Appellant, however, offered no proof in support of his objection to the actual selection of members of the jury pool, nor in support of his objection to the prosecutor's use of three peremptory challenges. He did offer the record of empanelment of the jury, but made no showing of any systematic plan of the prosecuting attorney.

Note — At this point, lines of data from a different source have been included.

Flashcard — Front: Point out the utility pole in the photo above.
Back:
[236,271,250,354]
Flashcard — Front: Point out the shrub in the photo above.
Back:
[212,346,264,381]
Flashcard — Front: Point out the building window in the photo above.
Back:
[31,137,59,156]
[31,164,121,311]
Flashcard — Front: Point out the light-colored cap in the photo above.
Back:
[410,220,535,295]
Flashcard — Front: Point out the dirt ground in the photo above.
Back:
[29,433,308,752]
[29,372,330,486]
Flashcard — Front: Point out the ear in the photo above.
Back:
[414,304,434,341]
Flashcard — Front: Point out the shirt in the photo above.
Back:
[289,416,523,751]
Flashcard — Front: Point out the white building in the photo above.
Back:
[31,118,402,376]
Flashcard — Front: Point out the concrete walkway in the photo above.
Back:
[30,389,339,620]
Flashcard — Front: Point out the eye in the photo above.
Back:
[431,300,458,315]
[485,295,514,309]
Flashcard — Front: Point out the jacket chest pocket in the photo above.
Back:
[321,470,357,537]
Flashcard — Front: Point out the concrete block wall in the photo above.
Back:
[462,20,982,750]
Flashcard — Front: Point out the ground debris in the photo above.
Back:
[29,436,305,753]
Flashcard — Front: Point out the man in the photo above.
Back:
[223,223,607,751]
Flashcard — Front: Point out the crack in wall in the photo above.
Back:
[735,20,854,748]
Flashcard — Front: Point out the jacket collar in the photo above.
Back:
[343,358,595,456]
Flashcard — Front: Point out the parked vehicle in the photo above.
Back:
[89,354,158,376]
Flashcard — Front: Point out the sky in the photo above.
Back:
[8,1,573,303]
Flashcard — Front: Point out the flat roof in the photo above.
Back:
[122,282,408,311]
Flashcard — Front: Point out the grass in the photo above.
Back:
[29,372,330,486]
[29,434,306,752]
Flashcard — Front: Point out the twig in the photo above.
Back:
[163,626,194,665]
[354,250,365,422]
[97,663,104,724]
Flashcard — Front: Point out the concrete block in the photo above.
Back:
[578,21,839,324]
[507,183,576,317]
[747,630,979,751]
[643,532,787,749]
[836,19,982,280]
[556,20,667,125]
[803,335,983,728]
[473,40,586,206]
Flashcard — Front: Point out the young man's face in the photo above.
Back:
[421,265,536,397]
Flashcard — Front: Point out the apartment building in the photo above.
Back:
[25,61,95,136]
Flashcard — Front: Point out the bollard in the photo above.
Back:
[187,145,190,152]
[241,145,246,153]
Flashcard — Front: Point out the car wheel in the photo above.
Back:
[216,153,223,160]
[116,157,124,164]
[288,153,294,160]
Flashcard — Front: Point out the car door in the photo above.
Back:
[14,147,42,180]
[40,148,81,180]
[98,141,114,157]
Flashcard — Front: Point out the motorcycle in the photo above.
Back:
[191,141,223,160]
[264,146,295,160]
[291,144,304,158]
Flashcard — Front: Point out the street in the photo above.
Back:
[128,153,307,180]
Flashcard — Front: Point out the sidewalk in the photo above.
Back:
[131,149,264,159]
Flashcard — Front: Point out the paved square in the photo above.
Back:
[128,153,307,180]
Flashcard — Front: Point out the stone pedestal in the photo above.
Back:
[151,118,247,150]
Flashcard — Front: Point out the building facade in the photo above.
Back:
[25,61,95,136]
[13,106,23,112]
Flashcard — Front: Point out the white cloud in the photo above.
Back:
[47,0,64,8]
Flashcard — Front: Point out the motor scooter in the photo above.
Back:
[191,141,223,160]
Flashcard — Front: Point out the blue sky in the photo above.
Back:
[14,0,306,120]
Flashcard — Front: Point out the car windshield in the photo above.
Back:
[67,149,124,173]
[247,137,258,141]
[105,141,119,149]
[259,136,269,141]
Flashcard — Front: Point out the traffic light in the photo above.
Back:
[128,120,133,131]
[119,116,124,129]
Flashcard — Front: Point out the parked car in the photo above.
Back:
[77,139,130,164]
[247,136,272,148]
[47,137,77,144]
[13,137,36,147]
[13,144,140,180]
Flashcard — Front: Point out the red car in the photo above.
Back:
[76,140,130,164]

As a general rule, the alteration of the composition of the jury, by means of challenges for cause and/or peremptory challenges, is not the stage where motives of the prosecutor can be scrutinized. The essential nature of the peremptory challenge is that it is one exercised without a reason stated, without inquiry and without being subject to the court's control. State v. Thompson, 68 Ariz. 386, 206 P.2d 1037 (1949); Lewis v. United States, 146 U.S. 370, 36 L. Ed. 1011, 13 S. Ct. 136 (1892). It is a challenge that is often exercised upon the "sudden impressions and unaccountable prejudices we are apt to conceive upon the bare looks and gestures of another," Lewis v. United States, supra at 376; or upon a juror's "habits and associations," Hayes v. Missouri, 120 U.S. 68, 70, 30 L. Ed. 578, 7 S. Ct. 350 (1887); or upon the feeling that "the bare questioning [of the juror's] indifference may sometimes provoke a resentment," Lewis v. United States, supra at 376. As pointed out in Swain v. Alabama, supra at 220-21:

It [the peremptory] is no less frequently exercised on *116 grounds normally thought irrelevant to legal proceedings or official action, namely, the race, religion, nationality, occupation or affiliations of people summoned for jury duty. For the question a prosecutor or defense counsel must decide is not whether a juror of a particular race or nationality is in fact partial, but whether one from a different group is less likely to be. It is well known that these factors are widely explored during the voir dire, by both prosecutor and accused, Miles v. United States, 103 U.S. 304; Aldridge v. United States, 283 U.S. 308. This Court has held that the fairness of trial by jury requires no less. Aldridge, supra. Hence veniremen are not always judged solely as individuals for the purpose of exercising peremptory challenges. Rather they are challenged in light of the limited knowledge counsel has of them, which may include their group affiliations, in the context of the case to be tried.

(Footnotes omitted.)

[2] However, scrutiny of the motives behind the prosecutor's use of the peremptory challenge is not foreclosed altogether. In Swain v. Alabama, supra at 223-24, where the defendant was challenging a jury deficient in members of the black race, the court established the test for a successful challenge to a prosecutor's use of the peremptory. An arrest of judgment or new trial will be granted if the showing can be made that

the prosecutor in a county, in case after case, whatever the circumstances, whatever the crime and whoever the defendant or the victim may be, is responsible for the removal of Negroes who have been selected as qualified jurors by the jury commissioners and who have survived challenges for cause, with the result that no Negroes ever serve on petit juries, the Fourteenth Amendment claim takes on added significance. Cf. Yick Wo v. Hopkins, 118 U.S. 356. In these circumstances, giving even the widest leeway to the operation of irrational but trial-related suspicions and antagonisms, it would appear that the purposes of the peremptory challenge are being perverted. If the State has not seen fit to leave a single Negro on any jury in a criminal case, the presumption protecting the prosecutor may well be overcome. Such proof might support a reasonable inference that Negroes are *117 excluded from juries for reasons wholly unrelated to the outcome of the particular case on trial and that the peremptory system is being used to deny the Negro the same right and opportunity to participate in the administration of justice enjoyed by the white population. These ends the peremptory challenge is not designed to facilitate or justify.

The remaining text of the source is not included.